Recognition and diagnosis of autism spectrum disorders (ASDs) is increasing across the world. However, effective models for how and why ASD develops are unavailable due to the complexity of the brain and the lack of understanding of its fundamental processes during development.
One common symptom of ASD is aggressive behavior. Understanding this, as the authors say, will help to develop better treatments. Using mice who have an accepted ASD phenotype (they demonstrate autistic-like behaviors that are useful for studying the underlying causes of autism), the authors looked at differences in the amygdala, an area known to modulate aggressive behavior in both mice and humans.
Here is the full scientific article if you wish to download it.
The effects of cannabinoid type 1 receptor (CB1 Receptor) agonists (drugs that bind to the receptors) on the amygdala were observed in these aggressive mice. When the CB1R agonists were administered, there were significant differences in behavior and the action of the basolateral amygdala. This suggests that this could be an avenue for further investigation.
Nearly 40 percent of diagnosed ASD individuals exhibit aggressive behaviors. This is not just distressing to those suffering from autism, it can severely limit their access to education, social interaction, jobs, and healthcare. Aggressive behavior is also commonly accompanied by self-harming behavior, leading to a high prevalence of institutionalization. Clearly, if the reasons for this behavior can be identified, treatments could be developed.
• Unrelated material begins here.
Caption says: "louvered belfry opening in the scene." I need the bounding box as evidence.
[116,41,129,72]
Aggressive Behavior Is Related to Differences in the Amygdala
Recent data have shown that “changes in neural activity within the amygdala and connectivity between the amygdala and other brain regions” can lead to aggressive behaviors. In this study, one protein that is very important to synaptic transmission (how neurons communicate) in this area of the brain were altered to see if it had any effect.
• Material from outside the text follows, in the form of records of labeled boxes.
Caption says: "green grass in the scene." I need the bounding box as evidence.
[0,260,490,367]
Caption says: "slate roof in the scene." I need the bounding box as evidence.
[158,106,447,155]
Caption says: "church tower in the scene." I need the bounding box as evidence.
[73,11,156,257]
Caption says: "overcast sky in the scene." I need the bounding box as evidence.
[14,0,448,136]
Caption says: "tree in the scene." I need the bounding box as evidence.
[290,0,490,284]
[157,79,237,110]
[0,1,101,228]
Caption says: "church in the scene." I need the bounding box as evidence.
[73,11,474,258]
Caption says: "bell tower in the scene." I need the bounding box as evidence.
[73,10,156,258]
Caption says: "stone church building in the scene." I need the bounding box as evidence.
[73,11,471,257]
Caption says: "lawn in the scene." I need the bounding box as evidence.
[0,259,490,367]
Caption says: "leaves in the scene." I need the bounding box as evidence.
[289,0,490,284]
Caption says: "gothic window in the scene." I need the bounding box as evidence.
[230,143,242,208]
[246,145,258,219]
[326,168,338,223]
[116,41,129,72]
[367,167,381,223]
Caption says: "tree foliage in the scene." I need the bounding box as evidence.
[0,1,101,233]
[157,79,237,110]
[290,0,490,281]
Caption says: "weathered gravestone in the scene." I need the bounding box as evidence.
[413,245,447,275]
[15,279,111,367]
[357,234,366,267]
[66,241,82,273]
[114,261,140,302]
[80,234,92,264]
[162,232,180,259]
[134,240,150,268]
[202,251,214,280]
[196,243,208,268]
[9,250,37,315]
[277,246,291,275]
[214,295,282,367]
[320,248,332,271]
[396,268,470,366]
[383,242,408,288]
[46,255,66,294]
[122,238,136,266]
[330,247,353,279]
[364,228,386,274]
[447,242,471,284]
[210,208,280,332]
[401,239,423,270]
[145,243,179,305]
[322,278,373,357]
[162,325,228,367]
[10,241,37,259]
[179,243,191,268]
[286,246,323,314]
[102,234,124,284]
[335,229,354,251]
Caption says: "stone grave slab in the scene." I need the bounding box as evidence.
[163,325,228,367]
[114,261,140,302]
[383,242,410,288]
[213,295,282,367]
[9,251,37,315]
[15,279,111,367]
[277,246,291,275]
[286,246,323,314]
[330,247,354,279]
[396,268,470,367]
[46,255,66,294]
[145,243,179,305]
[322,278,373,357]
This study used CB1R agonists to alter the signaling in one area of autistic-like mice basolateral amygdalas. The overall effect of CB1R agonists (such as THC) was a reduction in aggressive behavior, which is already a promising result. However, the authors investigated how this effect might have been attained.
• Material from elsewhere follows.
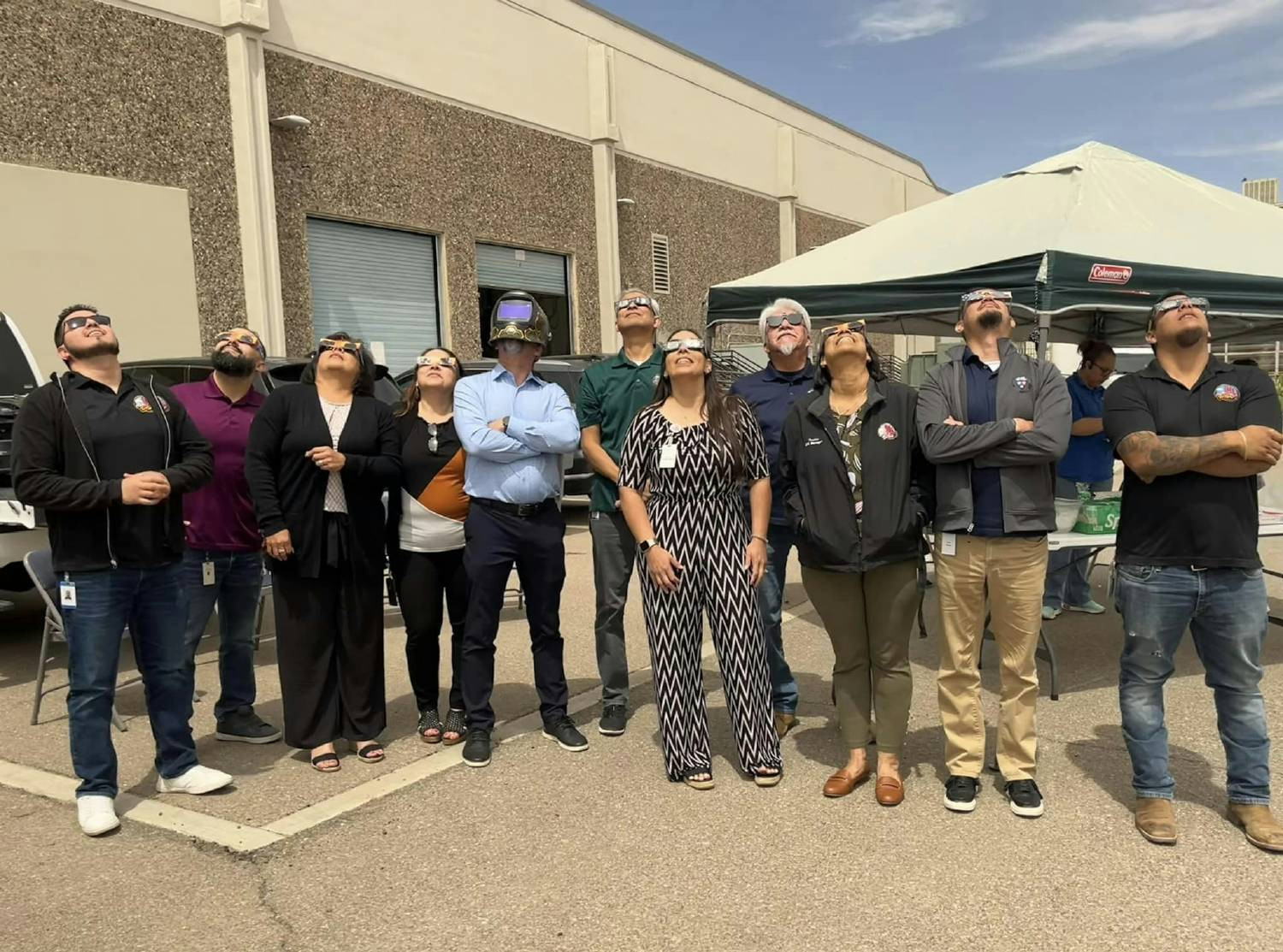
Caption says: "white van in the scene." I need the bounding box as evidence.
[0,310,49,592]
In the basolateral amygdala, the synaptic activity was altered, changing how it communicated with itself and the rest of the brain. To be precise, “decreased inhibitory postsynaptic activity alongside an increase in excitatory post-synaptic activity”. Decreased inhibition and increased excitation of these crucial aggression modulating circuits is apparently part of the reason for the different behaviors observed.
The role of CB1R in basolateral amygdala aggression modulation is clearly important. Can mutations like the ones exploited in this study be identified in humans? Can aggression in humans with ASD be treated with CB1R agonists? What are the mechanisms that produce this effect? Could targeting this area of the brain during development prevent aggressive behaviors from developing? Additionally, what is the role of CBD in autism, as it also affects binding to CB1R.
This study has very helpfully identified the role of CB1R in aggressive behavior in autistic-like mice. Whether this is true in humans, who have more complex brains, is not known. CB1R agonists are potentially useful for reducing aggression in ASD individuals.